We know mobile apps at the iPhone store and around other mobile platforms are growing at a torrid pace. We know SaaS vendors are busy developing new platforms and apps. We know where apps are not getting enough attention – the big boys seem much more interested in analytics – Exadata, in-memory excitement.
But there is a category of apps few analysts or bloggers talk about. They are growing rapidly, and they are changing the face of the technology market.
When I read an Accenture study about how “software is everywhere”, I did a quick back-of-napkin assessment. Over 80% of clients I have worked with in the last few years have software (and other tech) embedded in their products or in their digital services. Not just high-tech companies, mainstream industries from consumer products to healthcare to education to financial services.

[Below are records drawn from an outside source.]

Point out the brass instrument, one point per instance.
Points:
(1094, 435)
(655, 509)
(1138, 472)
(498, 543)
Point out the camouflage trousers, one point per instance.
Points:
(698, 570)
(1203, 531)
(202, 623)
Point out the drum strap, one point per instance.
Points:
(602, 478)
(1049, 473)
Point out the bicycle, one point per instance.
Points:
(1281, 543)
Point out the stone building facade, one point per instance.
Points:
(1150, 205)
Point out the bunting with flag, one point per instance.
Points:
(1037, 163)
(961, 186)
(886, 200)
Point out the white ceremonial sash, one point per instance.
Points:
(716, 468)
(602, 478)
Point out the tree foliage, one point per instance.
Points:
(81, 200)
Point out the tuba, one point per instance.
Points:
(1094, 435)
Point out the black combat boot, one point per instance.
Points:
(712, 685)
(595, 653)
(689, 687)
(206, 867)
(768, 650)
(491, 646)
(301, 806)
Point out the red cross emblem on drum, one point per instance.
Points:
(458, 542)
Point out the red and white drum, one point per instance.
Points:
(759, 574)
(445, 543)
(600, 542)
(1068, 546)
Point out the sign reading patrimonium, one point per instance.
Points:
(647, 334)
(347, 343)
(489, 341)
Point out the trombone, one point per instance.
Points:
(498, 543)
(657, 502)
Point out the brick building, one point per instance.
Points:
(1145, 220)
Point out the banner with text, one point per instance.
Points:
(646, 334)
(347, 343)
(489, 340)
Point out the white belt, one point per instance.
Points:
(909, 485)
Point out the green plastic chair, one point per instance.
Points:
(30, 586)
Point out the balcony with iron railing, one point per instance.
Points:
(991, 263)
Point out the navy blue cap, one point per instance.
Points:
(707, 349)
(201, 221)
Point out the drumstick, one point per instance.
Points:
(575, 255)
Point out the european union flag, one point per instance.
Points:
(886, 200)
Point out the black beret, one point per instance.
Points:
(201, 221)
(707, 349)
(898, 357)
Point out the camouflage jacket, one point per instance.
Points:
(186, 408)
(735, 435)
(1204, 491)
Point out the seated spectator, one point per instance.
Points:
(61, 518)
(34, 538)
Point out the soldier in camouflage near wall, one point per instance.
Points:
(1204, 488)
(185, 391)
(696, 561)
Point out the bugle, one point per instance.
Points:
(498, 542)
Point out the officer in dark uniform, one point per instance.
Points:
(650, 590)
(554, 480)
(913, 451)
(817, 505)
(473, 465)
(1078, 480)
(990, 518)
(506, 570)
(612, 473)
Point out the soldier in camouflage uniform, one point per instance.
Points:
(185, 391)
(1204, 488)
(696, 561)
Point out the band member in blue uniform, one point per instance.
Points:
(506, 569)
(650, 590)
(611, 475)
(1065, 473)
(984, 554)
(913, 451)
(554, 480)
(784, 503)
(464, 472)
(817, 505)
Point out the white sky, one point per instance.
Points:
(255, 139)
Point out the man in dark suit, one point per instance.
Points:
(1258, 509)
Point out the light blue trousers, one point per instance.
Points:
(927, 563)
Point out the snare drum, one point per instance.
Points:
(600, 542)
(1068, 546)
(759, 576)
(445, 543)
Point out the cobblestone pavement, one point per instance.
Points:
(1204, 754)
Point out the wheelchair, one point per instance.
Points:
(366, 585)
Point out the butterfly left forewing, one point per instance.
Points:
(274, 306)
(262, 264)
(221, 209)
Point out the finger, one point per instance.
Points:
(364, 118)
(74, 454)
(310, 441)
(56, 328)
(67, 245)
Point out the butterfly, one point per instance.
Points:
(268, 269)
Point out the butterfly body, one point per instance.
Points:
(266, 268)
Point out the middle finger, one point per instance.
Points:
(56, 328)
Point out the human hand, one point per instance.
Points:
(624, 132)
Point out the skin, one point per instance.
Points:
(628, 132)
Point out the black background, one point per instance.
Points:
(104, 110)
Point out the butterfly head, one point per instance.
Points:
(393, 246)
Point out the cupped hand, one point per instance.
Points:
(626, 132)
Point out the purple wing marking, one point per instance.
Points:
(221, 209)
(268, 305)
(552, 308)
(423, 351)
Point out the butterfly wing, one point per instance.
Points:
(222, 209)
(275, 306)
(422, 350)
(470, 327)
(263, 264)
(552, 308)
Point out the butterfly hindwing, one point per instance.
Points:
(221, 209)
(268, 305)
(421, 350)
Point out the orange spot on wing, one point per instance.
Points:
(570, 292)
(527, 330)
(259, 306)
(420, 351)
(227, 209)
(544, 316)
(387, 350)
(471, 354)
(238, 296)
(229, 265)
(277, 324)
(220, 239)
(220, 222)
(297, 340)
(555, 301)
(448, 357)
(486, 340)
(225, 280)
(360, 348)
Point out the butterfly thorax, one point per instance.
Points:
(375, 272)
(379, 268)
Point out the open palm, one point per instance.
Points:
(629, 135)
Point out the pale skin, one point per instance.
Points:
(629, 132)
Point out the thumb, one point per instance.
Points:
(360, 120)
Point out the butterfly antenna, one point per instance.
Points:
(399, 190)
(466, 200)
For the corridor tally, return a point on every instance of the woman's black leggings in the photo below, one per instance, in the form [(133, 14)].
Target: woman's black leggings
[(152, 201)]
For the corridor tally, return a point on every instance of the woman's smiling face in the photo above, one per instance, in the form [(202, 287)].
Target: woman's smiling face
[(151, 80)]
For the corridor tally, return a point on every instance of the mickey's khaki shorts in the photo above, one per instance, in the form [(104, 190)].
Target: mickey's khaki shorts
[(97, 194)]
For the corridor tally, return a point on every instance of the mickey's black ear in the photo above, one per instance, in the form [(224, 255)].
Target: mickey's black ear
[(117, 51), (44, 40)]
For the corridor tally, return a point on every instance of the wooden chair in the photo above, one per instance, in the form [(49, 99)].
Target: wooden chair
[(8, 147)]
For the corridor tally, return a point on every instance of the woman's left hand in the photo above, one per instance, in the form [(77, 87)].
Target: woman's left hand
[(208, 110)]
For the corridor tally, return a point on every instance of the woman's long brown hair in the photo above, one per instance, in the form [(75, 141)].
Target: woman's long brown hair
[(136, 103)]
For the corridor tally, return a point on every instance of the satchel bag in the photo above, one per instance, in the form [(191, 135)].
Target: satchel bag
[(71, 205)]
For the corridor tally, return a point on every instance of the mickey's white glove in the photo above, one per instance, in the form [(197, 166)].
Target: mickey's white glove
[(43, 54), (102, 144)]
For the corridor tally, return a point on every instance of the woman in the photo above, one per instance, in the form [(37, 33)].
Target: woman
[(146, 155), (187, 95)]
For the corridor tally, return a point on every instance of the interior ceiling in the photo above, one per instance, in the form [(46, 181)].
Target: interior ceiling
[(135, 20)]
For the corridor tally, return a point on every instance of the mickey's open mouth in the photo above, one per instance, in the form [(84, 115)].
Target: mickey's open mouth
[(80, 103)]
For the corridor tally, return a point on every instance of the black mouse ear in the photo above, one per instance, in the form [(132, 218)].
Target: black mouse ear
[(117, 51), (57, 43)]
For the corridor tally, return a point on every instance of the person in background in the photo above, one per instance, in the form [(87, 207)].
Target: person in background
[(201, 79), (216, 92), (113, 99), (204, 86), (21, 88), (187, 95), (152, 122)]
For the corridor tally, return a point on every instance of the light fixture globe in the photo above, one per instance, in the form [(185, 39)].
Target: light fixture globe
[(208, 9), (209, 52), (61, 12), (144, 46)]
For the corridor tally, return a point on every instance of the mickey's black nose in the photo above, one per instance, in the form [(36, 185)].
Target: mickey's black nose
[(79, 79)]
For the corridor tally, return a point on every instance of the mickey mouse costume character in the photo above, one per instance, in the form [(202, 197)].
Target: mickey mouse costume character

And they are custom building these apps.
Which means they are getting savvier about the economics of technology. They know what it costs to code and test apps. They know how to run call centers. They know how to manage spare parts and service depots. They know the economics of offshoring.
Not that they ever forgot. Many of these companies wrote code way before most software vendors were born. They successfully migrated past Y2K. They have continued to run elaborate test streams to compensate for the quality delivered by the software industry. They pushed their service providers to adopt Six Sigma, CMM to discipline their software methods.
And their new applications are truly life-blood. They drive revenue. They provide competitive advantage.
When you are working for one of these companies you don’t know whether to laugh or scream when a tech vendor talks about their “vertical depth”. Or tries to convince you about their economics. They are comparing against their vendor peers, not the benchmarks these companies internally have. And you have to resist the temptation to point out they are delusional if they think their offerings are strategic.
The strategic apps are being custom built. And they are stealth. Except they would be blindingly obvious if the tech industry would look beyond its own boundaries.